Um ministro do governo, Greg Hands, tweetou uma foto sua no metrô usando uma máscara, mas reclamou que apenas cerca de metade dos passageiros ao seu redor estavam fazendo o mesmo.
O gabinete do prefeito de Londres, Sadiq Khan, disse que seus dados mostram que 82 por cento dos passageiros disseram que sempre usaram coberturas faciais em trens e ônibus, um número sólido devido à decisão do governo central de não adotar um mandato nacional para coberturas faciais em transporte público. .
Outros críticos culpam as mensagens confusas do governo, apontando para membros do Partido Conservador de Johnson, muitos dos quais abandonaram suas máscaras quando voltaram a uma câmara lotada do Parlamento recentemente para discutir o Afeganistão. A posição oficial do governo é que as pessoas devem usar coberturas para o rosto quando confinadas em ambientes fechados.

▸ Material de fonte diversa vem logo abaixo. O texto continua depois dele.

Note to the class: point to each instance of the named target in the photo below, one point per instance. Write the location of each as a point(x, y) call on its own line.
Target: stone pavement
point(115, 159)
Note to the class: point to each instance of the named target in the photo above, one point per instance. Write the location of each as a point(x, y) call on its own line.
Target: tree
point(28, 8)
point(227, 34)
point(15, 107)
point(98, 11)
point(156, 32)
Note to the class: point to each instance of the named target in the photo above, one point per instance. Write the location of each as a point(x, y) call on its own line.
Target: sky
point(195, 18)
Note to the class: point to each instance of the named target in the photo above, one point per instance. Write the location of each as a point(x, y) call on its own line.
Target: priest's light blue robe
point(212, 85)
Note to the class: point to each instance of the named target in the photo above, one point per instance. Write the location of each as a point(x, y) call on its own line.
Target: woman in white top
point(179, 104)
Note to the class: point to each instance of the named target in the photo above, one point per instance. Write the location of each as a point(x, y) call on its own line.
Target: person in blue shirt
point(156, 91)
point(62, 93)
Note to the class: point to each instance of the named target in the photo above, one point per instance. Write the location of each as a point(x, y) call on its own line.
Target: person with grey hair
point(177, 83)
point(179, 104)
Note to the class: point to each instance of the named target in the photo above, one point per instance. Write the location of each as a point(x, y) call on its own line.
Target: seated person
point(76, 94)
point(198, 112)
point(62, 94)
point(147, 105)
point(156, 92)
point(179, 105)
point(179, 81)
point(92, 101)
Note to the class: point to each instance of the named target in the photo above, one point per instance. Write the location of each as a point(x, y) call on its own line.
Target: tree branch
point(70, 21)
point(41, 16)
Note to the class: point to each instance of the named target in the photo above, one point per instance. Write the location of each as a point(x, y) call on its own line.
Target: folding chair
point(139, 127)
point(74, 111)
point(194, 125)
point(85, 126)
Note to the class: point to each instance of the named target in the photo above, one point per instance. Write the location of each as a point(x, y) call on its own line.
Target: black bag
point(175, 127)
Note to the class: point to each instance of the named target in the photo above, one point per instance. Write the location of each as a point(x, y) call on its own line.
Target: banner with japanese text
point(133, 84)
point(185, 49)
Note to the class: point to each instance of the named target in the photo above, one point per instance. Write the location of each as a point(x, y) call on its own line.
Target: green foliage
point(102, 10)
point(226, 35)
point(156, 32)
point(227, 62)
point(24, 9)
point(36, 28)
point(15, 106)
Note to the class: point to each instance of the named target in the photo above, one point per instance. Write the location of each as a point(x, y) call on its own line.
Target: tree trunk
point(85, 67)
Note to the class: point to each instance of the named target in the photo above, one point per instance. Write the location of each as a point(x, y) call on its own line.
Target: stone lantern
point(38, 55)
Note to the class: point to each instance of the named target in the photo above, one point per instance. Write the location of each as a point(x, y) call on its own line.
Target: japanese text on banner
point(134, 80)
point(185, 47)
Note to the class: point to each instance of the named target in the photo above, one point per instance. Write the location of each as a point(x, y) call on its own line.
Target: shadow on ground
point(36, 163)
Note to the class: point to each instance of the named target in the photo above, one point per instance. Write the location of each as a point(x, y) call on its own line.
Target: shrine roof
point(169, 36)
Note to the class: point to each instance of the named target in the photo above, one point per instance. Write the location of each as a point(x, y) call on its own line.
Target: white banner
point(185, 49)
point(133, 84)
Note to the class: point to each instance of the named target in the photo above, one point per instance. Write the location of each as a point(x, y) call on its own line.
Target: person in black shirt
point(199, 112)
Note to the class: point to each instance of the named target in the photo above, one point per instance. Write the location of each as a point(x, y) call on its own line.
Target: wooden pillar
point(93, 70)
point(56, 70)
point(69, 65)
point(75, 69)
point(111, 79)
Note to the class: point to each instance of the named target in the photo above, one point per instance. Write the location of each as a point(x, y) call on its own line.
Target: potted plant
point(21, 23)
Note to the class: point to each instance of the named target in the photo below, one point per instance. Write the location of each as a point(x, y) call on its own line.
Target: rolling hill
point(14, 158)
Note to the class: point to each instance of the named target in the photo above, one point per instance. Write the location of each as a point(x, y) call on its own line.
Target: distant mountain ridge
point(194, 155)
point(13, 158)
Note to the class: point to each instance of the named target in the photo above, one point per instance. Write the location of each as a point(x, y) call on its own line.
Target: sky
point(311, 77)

Para alguns que se opunham aos bloqueios recorrentes da Grã-Bretanha, o retorno à normalidade era bem-vindo e atrasado. Mas alguns disseram que as tensões entre liberdade e segurança podem facilmente ressurgir.
“O debate saiu da intensidade, mas ele voltará se houver outra onda”, disse Jonathan Sumption, ex-juiz da Suprema Corte da Grã-Bretanha que critica abertamente os bloqueios.
“Se voltar”, acrescentou ele, “estaremos na posição de que nem mesmo as vacinas funcionam. Qual é a rota de saída? ”
Aina J. Khan contribuiu com reportagem de Bradford, Inglaterra.